--- /dev/null	Thu Jan 01 00:00:00 1970 +0000
+++ b/mod_restrict_xmpp/README.markdown	Mon Aug 22 20:03:23 2022 +0100
@@ -0,0 +1,51 @@
+---
+labels:
+- Stage-Alpha
+summary: XMPP-layer access control for Prosody
+---
+
+Introduction
+============
+
+This module enforces access policies using Prosody's new [roles and
+permissions framework](https://prosody.im/doc/developers/permissions). It can
+be used to grant restricted access to an XMPP account or services.
+
+This module is still in its early stages, and prone to change. Feedback from
+testers is welcome. At this early stage, it should not be solely relied upon
+for account security purposes.
+
+Configuration
+=============
+
+There is no configuration, apart from Prosody's normal roles and permissions
+configuration.
+
+Permissions
+===========
+
+`xmpp:federate`
+: Communicate with other users and services on other hosts on the XMPP network
+`xmpp:account:messages:read`
+: Read incoming messages
+`xmpp:account:messages:write`
+: Send outgoing messages
+`xmpp:account:presence:write`
+: Update presence for the account
+`xmpp:account:contacts:read`/`xmpp:account:contacts:write`
+: Controls access to the contact list (roster)
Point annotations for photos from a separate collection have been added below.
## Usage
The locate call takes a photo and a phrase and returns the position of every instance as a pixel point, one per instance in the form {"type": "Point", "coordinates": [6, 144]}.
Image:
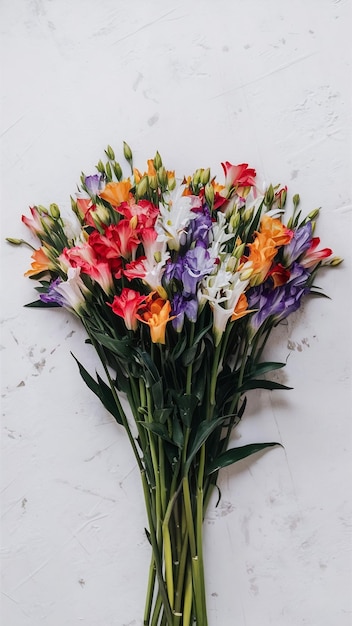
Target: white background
{"type": "Point", "coordinates": [266, 83]}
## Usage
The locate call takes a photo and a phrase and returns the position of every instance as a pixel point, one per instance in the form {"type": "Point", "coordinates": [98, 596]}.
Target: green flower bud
{"type": "Point", "coordinates": [172, 183]}
{"type": "Point", "coordinates": [127, 152]}
{"type": "Point", "coordinates": [142, 186]}
{"type": "Point", "coordinates": [108, 172]}
{"type": "Point", "coordinates": [209, 195]}
{"type": "Point", "coordinates": [205, 176]}
{"type": "Point", "coordinates": [162, 177]}
{"type": "Point", "coordinates": [153, 182]}
{"type": "Point", "coordinates": [100, 167]}
{"type": "Point", "coordinates": [54, 211]}
{"type": "Point", "coordinates": [239, 250]}
{"type": "Point", "coordinates": [15, 242]}
{"type": "Point", "coordinates": [157, 162]}
{"type": "Point", "coordinates": [313, 214]}
{"type": "Point", "coordinates": [269, 196]}
{"type": "Point", "coordinates": [117, 170]}
{"type": "Point", "coordinates": [110, 153]}
{"type": "Point", "coordinates": [296, 200]}
{"type": "Point", "coordinates": [248, 215]}
{"type": "Point", "coordinates": [335, 261]}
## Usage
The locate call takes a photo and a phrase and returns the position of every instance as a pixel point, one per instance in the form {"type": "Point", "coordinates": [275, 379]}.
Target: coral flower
{"type": "Point", "coordinates": [41, 263]}
{"type": "Point", "coordinates": [115, 193]}
{"type": "Point", "coordinates": [262, 252]}
{"type": "Point", "coordinates": [156, 314]}
{"type": "Point", "coordinates": [126, 305]}
{"type": "Point", "coordinates": [275, 230]}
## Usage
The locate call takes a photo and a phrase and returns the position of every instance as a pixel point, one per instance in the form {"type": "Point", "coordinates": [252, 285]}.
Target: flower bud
{"type": "Point", "coordinates": [110, 153]}
{"type": "Point", "coordinates": [100, 167]}
{"type": "Point", "coordinates": [162, 177]}
{"type": "Point", "coordinates": [108, 172]}
{"type": "Point", "coordinates": [248, 215]}
{"type": "Point", "coordinates": [15, 242]}
{"type": "Point", "coordinates": [205, 176]}
{"type": "Point", "coordinates": [127, 152]}
{"type": "Point", "coordinates": [209, 195]}
{"type": "Point", "coordinates": [313, 214]}
{"type": "Point", "coordinates": [157, 162]}
{"type": "Point", "coordinates": [172, 183]}
{"type": "Point", "coordinates": [117, 170]}
{"type": "Point", "coordinates": [335, 261]}
{"type": "Point", "coordinates": [269, 196]}
{"type": "Point", "coordinates": [142, 187]}
{"type": "Point", "coordinates": [54, 211]}
{"type": "Point", "coordinates": [296, 200]}
{"type": "Point", "coordinates": [239, 250]}
{"type": "Point", "coordinates": [153, 182]}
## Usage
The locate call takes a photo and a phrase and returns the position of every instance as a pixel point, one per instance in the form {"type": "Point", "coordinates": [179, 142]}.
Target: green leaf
{"type": "Point", "coordinates": [263, 368]}
{"type": "Point", "coordinates": [101, 390]}
{"type": "Point", "coordinates": [158, 429]}
{"type": "Point", "coordinates": [39, 304]}
{"type": "Point", "coordinates": [262, 384]}
{"type": "Point", "coordinates": [121, 347]}
{"type": "Point", "coordinates": [204, 430]}
{"type": "Point", "coordinates": [186, 404]}
{"type": "Point", "coordinates": [237, 454]}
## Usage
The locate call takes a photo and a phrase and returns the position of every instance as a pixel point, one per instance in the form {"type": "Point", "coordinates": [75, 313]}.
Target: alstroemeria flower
{"type": "Point", "coordinates": [223, 292]}
{"type": "Point", "coordinates": [312, 256]}
{"type": "Point", "coordinates": [126, 305]}
{"type": "Point", "coordinates": [41, 263]}
{"type": "Point", "coordinates": [156, 313]}
{"type": "Point", "coordinates": [93, 184]}
{"type": "Point", "coordinates": [183, 306]}
{"type": "Point", "coordinates": [118, 240]}
{"type": "Point", "coordinates": [36, 223]}
{"type": "Point", "coordinates": [239, 176]}
{"type": "Point", "coordinates": [280, 301]}
{"type": "Point", "coordinates": [274, 229]}
{"type": "Point", "coordinates": [85, 258]}
{"type": "Point", "coordinates": [261, 254]}
{"type": "Point", "coordinates": [174, 217]}
{"type": "Point", "coordinates": [71, 294]}
{"type": "Point", "coordinates": [145, 211]}
{"type": "Point", "coordinates": [299, 243]}
{"type": "Point", "coordinates": [115, 193]}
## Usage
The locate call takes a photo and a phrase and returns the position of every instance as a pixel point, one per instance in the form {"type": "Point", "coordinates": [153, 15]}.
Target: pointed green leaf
{"type": "Point", "coordinates": [262, 384]}
{"type": "Point", "coordinates": [204, 430]}
{"type": "Point", "coordinates": [237, 454]}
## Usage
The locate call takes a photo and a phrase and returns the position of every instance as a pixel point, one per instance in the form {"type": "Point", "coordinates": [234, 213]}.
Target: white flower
{"type": "Point", "coordinates": [174, 217]}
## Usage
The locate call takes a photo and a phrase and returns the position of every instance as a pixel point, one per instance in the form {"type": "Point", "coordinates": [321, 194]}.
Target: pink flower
{"type": "Point", "coordinates": [127, 305]}
{"type": "Point", "coordinates": [239, 176]}
{"type": "Point", "coordinates": [312, 256]}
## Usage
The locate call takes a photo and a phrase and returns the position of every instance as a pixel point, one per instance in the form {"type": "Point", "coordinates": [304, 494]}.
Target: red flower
{"type": "Point", "coordinates": [126, 305]}
{"type": "Point", "coordinates": [238, 176]}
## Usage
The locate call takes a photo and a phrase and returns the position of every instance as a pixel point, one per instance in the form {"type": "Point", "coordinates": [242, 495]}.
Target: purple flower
{"type": "Point", "coordinates": [299, 243]}
{"type": "Point", "coordinates": [183, 306]}
{"type": "Point", "coordinates": [199, 229]}
{"type": "Point", "coordinates": [280, 302]}
{"type": "Point", "coordinates": [92, 184]}
{"type": "Point", "coordinates": [196, 264]}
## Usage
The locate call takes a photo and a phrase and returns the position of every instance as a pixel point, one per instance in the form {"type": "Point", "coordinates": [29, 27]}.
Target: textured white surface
{"type": "Point", "coordinates": [263, 82]}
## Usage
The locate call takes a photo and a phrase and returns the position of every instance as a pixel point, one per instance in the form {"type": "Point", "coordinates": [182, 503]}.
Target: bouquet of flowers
{"type": "Point", "coordinates": [178, 286]}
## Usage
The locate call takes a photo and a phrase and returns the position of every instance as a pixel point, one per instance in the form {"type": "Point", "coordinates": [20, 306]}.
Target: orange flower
{"type": "Point", "coordinates": [241, 308]}
{"type": "Point", "coordinates": [115, 193]}
{"type": "Point", "coordinates": [156, 314]}
{"type": "Point", "coordinates": [273, 228]}
{"type": "Point", "coordinates": [262, 252]}
{"type": "Point", "coordinates": [40, 263]}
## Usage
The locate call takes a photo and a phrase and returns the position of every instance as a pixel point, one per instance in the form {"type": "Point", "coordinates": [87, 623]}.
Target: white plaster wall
{"type": "Point", "coordinates": [263, 82]}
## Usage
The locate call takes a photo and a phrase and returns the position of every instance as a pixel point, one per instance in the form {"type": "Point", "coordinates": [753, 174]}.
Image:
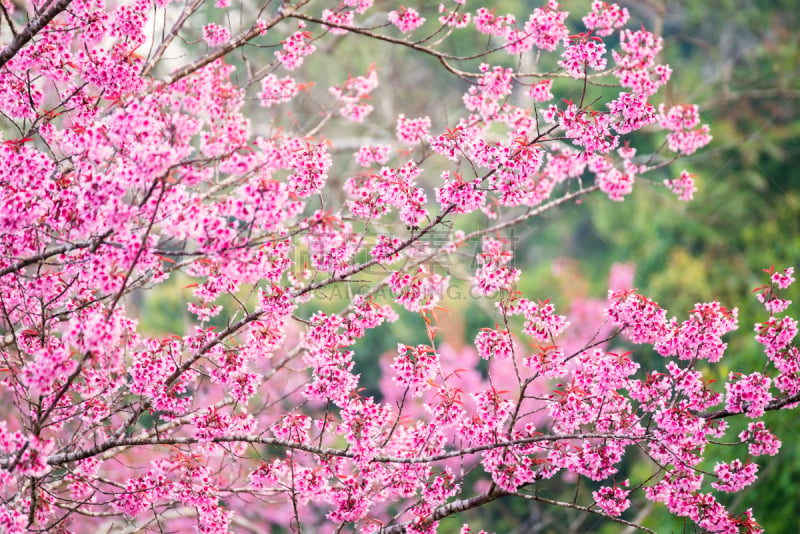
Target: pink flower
{"type": "Point", "coordinates": [216, 35]}
{"type": "Point", "coordinates": [406, 19]}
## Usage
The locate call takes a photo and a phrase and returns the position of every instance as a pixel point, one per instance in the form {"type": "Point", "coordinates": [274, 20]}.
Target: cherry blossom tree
{"type": "Point", "coordinates": [146, 143]}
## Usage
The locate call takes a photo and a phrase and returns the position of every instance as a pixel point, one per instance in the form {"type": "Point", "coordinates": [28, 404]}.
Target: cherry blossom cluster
{"type": "Point", "coordinates": [130, 178]}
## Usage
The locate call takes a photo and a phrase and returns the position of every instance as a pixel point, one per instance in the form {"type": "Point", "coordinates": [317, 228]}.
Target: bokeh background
{"type": "Point", "coordinates": [740, 61]}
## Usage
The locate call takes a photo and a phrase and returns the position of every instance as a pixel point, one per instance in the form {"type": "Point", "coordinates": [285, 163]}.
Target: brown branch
{"type": "Point", "coordinates": [62, 458]}
{"type": "Point", "coordinates": [588, 509]}
{"type": "Point", "coordinates": [33, 27]}
{"type": "Point", "coordinates": [240, 40]}
{"type": "Point", "coordinates": [451, 508]}
{"type": "Point", "coordinates": [54, 252]}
+`xmpp:account:bookmarks:read`/`xmpp:account:bookmarks:write`
+: Controls access to the bookmarks (group chats list)
+`xmpp:account:profile:read`/`xmpp:account:profile:write`
+: Controls access to the user's profile (e.g. vCard/avatar)
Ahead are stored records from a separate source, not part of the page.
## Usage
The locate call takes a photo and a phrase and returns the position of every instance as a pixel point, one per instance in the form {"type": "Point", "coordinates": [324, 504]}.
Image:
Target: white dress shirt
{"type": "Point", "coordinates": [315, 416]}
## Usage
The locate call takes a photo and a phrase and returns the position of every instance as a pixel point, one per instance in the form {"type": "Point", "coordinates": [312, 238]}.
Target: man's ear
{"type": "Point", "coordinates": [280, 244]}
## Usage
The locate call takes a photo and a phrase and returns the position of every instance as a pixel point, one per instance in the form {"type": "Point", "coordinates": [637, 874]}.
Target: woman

+`xmpp:account:omemo:read`/`xmpp:account:omemo:write`
+: Controls access to the user's OMEMO data
+`xmpp:account:blocklist:read`/`xmpp:account:blocklist:write`
+: Controls access to the user's block list
+`xmpp:account:disco:read`
+: Controls access to the user's service discovery information
+
+Compatibility
+=============
+
+Requires Prosody trunk 72f431b4dc2c (build 1444) or later.